İlk bakışta Türkiye’nin Batısı siyah, Doğusu beyaz gibiydi. AKP Batıda CHP’ye savaş açmış, Doğuda Dem Parti’yle barış yapmışa benziyordu.
Yavaş yavaş Türkiye’nin bütününü giderek kalınlaşan müphem, şüpheli, endişe verici bir sis tabakası kaplıyor.
Zifiri karanlıkta ışık yakarsın, önündekini görürsün. Sis belalıdır. Fenerle ayak ucunu aydınlatsan da ileride seni neyin beklediğini anlayamazsın.
Birbirimize soralım: Bizi bekleyen gelecek nedir?
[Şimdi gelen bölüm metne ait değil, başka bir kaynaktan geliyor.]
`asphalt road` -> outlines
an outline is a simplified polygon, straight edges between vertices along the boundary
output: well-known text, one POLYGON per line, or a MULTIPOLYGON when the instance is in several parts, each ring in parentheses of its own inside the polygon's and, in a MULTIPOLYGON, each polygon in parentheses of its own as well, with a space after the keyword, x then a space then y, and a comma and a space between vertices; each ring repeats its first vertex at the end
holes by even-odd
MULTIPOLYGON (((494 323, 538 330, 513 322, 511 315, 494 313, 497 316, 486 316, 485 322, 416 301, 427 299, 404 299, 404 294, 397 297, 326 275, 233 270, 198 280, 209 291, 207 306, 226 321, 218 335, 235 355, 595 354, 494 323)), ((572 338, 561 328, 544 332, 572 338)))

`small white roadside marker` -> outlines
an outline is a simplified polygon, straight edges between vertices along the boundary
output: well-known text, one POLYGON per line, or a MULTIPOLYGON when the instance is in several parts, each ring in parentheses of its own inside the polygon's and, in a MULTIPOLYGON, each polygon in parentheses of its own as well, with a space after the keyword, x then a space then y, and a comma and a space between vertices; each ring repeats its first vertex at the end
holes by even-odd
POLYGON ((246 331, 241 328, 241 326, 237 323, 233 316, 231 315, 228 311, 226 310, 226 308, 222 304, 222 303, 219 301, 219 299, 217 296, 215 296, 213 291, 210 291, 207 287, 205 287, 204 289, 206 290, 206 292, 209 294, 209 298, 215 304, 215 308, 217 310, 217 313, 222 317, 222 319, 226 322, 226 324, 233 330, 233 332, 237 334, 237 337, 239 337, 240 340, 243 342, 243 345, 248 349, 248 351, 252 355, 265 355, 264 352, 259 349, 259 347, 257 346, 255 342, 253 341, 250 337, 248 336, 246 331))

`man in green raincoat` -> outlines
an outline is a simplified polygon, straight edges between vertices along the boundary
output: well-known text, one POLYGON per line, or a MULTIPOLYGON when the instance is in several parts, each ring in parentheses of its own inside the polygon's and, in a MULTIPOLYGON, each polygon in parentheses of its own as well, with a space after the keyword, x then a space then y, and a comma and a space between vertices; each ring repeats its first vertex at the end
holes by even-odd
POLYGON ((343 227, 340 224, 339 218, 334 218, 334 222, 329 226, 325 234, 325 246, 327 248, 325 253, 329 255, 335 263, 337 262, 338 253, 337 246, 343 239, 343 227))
Ne iç ferahlatıcı bir öngörü, ne de iç karartıcı bir tahmin yapılamıyor. İşte bizi felç eden bu belirsizliktir. Ne aydınlık, ne karanlık. Gece farları yaksak da on adım ötesini görmüyorsun, Gündüz ortalık gri. On adım ötende bir gölgemsi nesne duruyor; dost mu, düşman mı anlamıyorsun. Gece arabanı kuytu bir yere çekiyorsun, gündüz evine kapanıyorsun. Bekliyorsun.
Neyi?
İç ferahlatıcı günleri mi? İç karartıcı geleceği mi?
İşte Türkiye’nin siyasi manzarası bu. Belirsizlik. Bir yanda Öcalan’ın öncülük ettiği, Bahçeli’nin, Erdoğan’ın, Kurtulmuş’un “katılır gibi” yaptığı barış ve demokrasi sürecinin umut veren varlığı. Öte yanda seçmen çoğunluğunu temsil eden CHP’ye karşı AKP’nin açtığı savaş. Öcalan beyaz bir sayfa açıyor, Erdoğan’ın elinde zift… Ne beyaz beyaz olarak kalıyor, ne zift zift olarak. İkisi karışıyor ve her şey grileşiyor.
Bu durumdan nasıl çıkılır? Ülkeyi boydan boya kaplayan bu kalın sis tabakası nasıl dağıtılır? İyi olacaksa iyilik, kötü olacaksa kötülük nasıl gün ışığına çıkarılır? İyi olacaksa o iyiliğe hep birlikte nasıl neş’eyle, kötü olacaksa o kötülüğün üstüne cesaretle nasıl yürünür?
Öcalan ve PKK iyi olan için yapabileceği her şeyi yaptı. Sıra iktidarda deyip duruyoruz. Sıra onda ama sırada duran hiç bir sorunda adım atmıyor diye uyarı üstüne uyarı yapıyoruz. Demek ki sorun iktidarda.
Sorun iktidarda ise, onu hizaya getirmek nasıl olacak?
Belli ki, iktidara muhalefet ederek olacak?
Çok güzel.
Ortalığı sis kaplamış olmasa, iktidarın barış ve demokrasi istikametinde yürümeyeceği ayan beyan kesinleşse, muhalefet “Erdoğan istifa erken seçim” sloganıyla Saray’ın kapısına yürümeli.
Ama iktidar “muhalefetsiz faşizme” geçmek için niyetini bozsa da, bu niyetini bugünkü dünya, bölge ve ülke koşullarında bir vuruşta (darbe) gerçekleştiremez; “devlet aklı” denilen şey tereddütlü. “Beka sorunum var” demekte. O da dünya ve bölge üstündeki sisin dağılmasını beklemekte. ABD, İsrail ne yapacak? Ortadoğu’da “bize iş” mi düşecek, yoksa başımız hepten belaya mı girecek? O da “beklemekte”, zaman kazanmaya çalışmakta.
O halde iktidara muhalefet sisli havaya uygun olmalı. “Kahrolsunlu” bir muhalefet olmamalı.
Nasıl olmalı?
CHP ve Dem Parti, diğerleri bir araya gelmeli. İki basit kelimede anlaşmalı: Hızlan ve sakinleş…”Hava sisli, TBMM oyalanma, hemen barış ve demokrasi; AKP siyasi ortamı yumuşat. Yoksa kaza olacak.”
Bütün muhalif milletvekilleri, bütün yerel yönetim temsilcileri ve bütün “sivil toplum örgütleri” bugün, masa olmaz, bir stadyumda toplansın, sis dağılmaya başlar.